Shabbat Re-eh 5773

Does Judaism permit us to believe that our children are perfect?

Now that Jenny McCarthy is about to become a co-host on The View, we can expect that her unorthodox parenting philosophy will gain more attention. One of her beliefs is in the highly-dubious concept of Indigo and Crystal Children. According to this theory, some children have supernaturally physic powers, and are either deeply soulful or intense.

[All of this prompted Tablet Magazine humorist Marjorie Ingall to imagine Indigo or Crystal kids at Jewish summer camps–as she wrote here.

Of course, all children are exceptional, but what if they’re exceptionally bad? The rabbis of the Talmud dealt with this question when ruminating on one phrase from this week’s Torah reading, Re-eh:

Banim atem–you are children of the LORD your God” (Deuteronomy 14:1). Rabbis Yehudah and Meir debated the implications of this phrase.

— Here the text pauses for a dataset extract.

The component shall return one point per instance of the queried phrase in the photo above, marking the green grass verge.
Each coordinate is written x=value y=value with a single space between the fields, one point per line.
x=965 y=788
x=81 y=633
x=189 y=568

“When you behave in the customary way of children, you are called [God’s] children; when you don’t, you aren’t; this is Rabbi Yehudah’s view. Rabbi Meir, however, said: regardless, you are called [God’s] children, as is written (Jeremiah 4:22), ‘they are foolish children,’ and (Deuteronomy 32:20) “children with no loyalty in them,’ and (Isaiah 1:4) ‘depraved children!'” (Bavli Kiddushin 36a)

It goes without saying that we want God to consider us worthy children, and at least to consider us as God’s children even when we’re not worthy, as per Rabbi Meir. But what about Rabbi Yehudah? Is there any merit to his position? Can it guide us as parents and grandparents in any meaningful way?